O longo processo de Zuma
Caso mais antigo é o de Jacob Zuma, por alegado favorecimento do grupo de defesa francês Thales, através de um contrato milionário de armamento. O acordo foi assinado pelo ex-Presidente da África do Sul em 1999, mas o julgamento deverá decorrer entre abril e setembro de 2025. O processo arrasta-se na justiça sul-africana há 21 anos, desde 2003, após Jacob Zuma ter sido acusado pela primeira vez de corrupção no “Acordo de Armas”, como é popularmente conhecido na África do Sul. Aos 82 anos, Zuma – que governou a África do Sul entre 2009 e 2018 – enfrenta várias acusações de associação ilícita, fraude, corrupção e lavagem de dinheiro por envolvimento em operações, supostamente fraudulentas, a favor de um contrato público de aquisição de armamento superior a dois mil milhões de dólares, quando era vice-presidente da África do Sul.
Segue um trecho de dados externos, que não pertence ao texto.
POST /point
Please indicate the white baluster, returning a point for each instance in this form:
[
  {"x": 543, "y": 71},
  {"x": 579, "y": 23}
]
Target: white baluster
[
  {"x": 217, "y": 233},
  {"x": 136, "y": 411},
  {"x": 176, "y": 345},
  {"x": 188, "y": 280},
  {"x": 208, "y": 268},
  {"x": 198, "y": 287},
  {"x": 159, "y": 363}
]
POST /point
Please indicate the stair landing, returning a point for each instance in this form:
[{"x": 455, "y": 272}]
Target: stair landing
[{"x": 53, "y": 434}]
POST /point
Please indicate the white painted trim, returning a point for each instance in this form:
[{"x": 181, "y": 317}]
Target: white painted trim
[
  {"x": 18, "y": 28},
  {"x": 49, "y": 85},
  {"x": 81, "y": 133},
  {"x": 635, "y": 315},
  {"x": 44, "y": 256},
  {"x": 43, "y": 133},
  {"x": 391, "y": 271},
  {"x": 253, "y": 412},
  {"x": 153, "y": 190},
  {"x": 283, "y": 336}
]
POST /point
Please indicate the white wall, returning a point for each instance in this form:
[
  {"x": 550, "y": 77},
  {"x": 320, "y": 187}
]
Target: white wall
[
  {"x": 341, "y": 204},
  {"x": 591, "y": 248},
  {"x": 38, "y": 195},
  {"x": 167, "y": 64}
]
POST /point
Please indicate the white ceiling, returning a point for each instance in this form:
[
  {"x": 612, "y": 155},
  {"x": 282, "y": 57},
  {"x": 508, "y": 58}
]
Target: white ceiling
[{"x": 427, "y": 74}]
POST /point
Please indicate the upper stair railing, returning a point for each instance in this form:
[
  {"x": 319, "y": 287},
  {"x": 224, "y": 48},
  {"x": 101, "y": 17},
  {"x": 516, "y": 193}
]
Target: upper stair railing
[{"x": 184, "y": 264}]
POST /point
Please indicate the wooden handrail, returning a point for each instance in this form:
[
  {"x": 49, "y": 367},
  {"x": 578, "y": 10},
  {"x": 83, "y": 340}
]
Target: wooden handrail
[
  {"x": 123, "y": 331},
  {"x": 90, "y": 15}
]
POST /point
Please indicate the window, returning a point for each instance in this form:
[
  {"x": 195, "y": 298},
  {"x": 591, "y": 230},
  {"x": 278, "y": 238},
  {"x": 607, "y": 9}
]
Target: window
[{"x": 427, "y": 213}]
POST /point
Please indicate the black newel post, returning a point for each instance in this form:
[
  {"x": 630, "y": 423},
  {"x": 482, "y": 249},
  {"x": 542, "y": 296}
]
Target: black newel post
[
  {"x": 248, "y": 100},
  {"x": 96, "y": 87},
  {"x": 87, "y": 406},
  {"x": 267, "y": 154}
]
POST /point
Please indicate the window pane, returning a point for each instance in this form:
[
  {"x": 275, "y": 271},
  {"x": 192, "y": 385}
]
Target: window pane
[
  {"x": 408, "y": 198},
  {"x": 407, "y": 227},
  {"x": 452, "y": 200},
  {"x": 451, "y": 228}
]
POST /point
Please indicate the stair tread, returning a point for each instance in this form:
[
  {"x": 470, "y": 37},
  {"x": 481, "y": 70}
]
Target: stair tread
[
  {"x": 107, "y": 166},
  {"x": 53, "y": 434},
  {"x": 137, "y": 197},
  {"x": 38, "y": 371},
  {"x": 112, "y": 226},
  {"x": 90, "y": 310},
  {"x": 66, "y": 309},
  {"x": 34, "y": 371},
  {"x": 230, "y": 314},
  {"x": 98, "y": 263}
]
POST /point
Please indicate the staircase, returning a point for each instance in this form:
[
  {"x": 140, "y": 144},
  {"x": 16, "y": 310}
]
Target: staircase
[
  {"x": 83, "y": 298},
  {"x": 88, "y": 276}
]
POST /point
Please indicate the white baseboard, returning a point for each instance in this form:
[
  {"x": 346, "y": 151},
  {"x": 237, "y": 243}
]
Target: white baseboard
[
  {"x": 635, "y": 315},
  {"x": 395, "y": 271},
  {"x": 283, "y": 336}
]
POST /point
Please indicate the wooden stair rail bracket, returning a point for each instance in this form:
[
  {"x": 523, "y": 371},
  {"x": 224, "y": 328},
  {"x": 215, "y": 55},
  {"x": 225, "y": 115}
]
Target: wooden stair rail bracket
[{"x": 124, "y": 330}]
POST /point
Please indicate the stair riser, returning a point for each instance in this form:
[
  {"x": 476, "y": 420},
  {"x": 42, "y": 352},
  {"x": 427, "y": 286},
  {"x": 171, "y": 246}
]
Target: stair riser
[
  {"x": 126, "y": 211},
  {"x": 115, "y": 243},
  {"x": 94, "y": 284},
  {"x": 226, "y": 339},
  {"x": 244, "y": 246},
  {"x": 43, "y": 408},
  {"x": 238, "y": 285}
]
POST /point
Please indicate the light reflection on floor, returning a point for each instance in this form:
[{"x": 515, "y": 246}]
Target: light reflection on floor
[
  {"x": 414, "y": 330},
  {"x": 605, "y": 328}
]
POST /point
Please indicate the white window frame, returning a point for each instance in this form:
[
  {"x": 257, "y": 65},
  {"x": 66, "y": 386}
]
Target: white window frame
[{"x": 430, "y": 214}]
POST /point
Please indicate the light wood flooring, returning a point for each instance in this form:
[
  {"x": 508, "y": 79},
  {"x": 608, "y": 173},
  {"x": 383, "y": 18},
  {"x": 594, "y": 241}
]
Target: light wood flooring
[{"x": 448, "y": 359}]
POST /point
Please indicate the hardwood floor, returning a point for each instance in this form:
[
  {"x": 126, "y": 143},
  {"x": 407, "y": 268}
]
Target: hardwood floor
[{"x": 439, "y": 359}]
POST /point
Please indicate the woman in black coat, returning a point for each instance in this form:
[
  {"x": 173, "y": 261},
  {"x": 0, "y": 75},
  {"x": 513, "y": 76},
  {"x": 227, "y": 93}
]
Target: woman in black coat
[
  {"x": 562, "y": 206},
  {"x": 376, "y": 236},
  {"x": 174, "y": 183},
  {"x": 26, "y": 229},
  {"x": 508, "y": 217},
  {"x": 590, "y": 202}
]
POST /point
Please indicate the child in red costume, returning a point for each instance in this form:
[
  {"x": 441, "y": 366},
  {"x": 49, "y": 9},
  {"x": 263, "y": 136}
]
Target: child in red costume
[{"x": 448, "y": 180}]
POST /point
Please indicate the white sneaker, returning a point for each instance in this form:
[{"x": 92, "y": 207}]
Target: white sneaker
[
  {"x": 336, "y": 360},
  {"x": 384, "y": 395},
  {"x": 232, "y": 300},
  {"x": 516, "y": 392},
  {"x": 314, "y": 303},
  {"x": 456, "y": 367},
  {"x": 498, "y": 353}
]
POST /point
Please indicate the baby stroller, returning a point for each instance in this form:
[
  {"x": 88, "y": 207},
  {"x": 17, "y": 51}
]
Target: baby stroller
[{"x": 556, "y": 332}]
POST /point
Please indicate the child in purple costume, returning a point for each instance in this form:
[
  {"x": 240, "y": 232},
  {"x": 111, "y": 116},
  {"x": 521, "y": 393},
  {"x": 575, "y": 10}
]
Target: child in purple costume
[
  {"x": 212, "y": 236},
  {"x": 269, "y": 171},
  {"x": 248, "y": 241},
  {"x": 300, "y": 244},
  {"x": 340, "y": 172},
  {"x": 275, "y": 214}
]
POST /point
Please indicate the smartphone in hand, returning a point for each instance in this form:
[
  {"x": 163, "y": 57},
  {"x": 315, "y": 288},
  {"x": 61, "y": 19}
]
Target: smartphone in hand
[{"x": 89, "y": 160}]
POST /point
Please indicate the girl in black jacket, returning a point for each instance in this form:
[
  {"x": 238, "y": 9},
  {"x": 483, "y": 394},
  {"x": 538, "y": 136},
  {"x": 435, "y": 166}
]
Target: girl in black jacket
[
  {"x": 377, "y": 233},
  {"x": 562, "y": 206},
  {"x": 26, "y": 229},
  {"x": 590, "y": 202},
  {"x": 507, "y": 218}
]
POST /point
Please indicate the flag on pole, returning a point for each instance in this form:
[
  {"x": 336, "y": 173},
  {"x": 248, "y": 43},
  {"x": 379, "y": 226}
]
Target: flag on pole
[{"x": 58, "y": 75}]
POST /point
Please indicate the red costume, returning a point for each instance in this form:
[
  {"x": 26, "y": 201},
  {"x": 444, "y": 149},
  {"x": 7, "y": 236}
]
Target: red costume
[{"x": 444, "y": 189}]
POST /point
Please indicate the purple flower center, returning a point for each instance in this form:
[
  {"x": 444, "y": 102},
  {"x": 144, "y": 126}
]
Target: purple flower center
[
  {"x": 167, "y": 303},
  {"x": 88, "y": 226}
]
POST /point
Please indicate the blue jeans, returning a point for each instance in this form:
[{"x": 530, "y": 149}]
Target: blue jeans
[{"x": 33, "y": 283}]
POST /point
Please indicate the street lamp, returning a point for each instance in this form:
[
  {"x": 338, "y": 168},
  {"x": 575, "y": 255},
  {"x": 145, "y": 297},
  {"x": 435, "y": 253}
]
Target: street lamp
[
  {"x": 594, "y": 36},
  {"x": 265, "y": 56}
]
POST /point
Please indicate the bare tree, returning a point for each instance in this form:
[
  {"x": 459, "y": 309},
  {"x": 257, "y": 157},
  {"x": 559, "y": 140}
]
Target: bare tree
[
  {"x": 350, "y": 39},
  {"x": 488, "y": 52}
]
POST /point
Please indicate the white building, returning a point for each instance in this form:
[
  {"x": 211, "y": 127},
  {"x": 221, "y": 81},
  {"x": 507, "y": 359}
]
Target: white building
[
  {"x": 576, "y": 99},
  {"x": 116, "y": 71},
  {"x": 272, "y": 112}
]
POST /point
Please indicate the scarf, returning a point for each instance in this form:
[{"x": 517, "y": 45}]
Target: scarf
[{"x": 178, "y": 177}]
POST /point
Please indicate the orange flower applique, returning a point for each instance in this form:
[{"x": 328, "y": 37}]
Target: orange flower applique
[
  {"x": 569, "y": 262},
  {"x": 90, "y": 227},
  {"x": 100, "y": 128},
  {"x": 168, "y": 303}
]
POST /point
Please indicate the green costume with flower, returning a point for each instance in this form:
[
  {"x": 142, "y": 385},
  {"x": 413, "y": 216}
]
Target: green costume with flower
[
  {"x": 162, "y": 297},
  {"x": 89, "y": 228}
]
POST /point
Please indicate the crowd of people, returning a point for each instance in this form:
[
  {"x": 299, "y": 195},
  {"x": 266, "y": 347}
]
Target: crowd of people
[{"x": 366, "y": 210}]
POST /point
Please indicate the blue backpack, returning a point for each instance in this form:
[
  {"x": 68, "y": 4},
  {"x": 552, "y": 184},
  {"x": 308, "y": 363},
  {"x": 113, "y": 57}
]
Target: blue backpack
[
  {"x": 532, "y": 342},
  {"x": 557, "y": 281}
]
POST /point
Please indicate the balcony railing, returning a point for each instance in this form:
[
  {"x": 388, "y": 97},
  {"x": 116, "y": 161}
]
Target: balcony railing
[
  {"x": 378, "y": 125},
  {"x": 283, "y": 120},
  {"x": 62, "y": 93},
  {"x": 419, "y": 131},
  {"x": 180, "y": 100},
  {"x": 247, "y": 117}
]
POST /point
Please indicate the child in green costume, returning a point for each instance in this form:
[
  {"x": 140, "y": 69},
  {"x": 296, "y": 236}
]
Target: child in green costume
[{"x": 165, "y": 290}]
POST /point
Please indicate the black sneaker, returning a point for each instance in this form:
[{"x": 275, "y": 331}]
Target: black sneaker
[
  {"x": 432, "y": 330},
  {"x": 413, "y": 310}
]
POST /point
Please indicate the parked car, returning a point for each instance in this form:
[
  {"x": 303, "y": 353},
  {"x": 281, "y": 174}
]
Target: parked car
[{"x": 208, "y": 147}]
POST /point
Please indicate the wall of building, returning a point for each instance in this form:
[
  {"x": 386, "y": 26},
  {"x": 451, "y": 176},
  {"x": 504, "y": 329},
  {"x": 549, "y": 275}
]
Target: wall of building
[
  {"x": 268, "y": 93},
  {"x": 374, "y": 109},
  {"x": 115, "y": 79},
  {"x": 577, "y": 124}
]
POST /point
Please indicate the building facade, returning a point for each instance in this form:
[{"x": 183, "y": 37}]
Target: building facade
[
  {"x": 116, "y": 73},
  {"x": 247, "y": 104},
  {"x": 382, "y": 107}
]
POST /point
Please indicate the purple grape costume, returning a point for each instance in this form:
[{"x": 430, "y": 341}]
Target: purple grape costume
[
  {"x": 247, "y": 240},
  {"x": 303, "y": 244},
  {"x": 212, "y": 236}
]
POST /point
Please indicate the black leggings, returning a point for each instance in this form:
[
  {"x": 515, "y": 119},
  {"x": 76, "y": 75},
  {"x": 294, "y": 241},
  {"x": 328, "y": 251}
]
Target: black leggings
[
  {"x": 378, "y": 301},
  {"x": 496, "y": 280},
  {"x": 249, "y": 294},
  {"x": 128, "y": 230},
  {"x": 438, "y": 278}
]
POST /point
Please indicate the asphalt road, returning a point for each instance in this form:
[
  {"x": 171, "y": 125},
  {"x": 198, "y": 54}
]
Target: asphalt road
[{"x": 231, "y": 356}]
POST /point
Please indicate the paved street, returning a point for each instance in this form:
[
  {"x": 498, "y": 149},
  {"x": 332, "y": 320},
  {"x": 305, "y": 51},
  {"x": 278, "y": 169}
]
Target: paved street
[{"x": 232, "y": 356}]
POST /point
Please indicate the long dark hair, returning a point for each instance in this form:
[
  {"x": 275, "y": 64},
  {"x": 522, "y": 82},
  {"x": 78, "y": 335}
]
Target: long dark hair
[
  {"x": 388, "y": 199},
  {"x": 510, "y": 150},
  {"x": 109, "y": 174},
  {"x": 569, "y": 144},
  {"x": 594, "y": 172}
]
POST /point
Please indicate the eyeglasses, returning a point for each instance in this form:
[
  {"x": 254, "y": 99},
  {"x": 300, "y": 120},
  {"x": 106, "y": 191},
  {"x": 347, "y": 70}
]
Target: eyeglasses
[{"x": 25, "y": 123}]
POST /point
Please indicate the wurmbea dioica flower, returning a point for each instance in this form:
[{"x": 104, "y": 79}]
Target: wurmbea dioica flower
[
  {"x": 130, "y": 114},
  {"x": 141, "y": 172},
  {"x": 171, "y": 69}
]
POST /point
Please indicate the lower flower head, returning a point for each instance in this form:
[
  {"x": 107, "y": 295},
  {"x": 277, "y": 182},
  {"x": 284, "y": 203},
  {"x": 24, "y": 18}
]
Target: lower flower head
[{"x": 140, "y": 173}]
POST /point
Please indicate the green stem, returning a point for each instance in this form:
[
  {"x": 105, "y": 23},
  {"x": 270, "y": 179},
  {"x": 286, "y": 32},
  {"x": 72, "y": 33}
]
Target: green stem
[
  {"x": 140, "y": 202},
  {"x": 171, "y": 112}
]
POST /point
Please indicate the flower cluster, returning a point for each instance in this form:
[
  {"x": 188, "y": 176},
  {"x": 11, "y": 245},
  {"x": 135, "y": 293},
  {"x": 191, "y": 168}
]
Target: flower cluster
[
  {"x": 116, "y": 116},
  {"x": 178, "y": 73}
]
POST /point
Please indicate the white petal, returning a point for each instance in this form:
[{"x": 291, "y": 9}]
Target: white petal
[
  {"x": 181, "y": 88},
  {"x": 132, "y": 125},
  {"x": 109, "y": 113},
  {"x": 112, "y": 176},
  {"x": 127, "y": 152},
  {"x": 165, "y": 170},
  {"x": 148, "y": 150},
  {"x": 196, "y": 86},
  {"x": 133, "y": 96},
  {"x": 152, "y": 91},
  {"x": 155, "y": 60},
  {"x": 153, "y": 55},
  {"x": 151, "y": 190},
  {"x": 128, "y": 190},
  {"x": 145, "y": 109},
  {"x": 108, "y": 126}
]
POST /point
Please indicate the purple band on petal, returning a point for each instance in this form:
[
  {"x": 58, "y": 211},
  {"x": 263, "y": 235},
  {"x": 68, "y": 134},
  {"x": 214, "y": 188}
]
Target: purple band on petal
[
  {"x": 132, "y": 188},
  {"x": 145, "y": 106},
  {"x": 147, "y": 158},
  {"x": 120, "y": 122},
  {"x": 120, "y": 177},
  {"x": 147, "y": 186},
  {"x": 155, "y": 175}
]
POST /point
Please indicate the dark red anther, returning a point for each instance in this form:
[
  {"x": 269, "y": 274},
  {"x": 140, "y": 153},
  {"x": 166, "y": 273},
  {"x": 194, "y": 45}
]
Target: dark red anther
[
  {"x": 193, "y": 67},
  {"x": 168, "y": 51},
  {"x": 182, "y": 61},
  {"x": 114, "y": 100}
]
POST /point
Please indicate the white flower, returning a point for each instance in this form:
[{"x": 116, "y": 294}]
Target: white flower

Mais perto, decorre o julgamento de Luis Rubiales, entre 3 e 19 de fevereiro de 2025. O ex-presidente da Federação Espanhola de Futebol responde no banco dos réus pelo caso do beijo não consentido à futebolista Jenni Hermoso. Rubiales está acusado pelos crimes de agressão sexual e coação, arriscando uma pena de dois anos e meio de prisão.
Em França, arranca o julgamento do ator francês Gérard Depardieu, acusado de agressão sexual a duas mulheres. A primeira sessão está agendada para março de 2025. Depardieu tem ainda pendente uma queixa de violação e agressão sexual apresentada em 2018 pela atriz Charlotte Arnould, da qual não há ainda decisão judicial, e outra da jornalista espanhola Ruth Baza. Há ainda casos anteriores que prescreveram.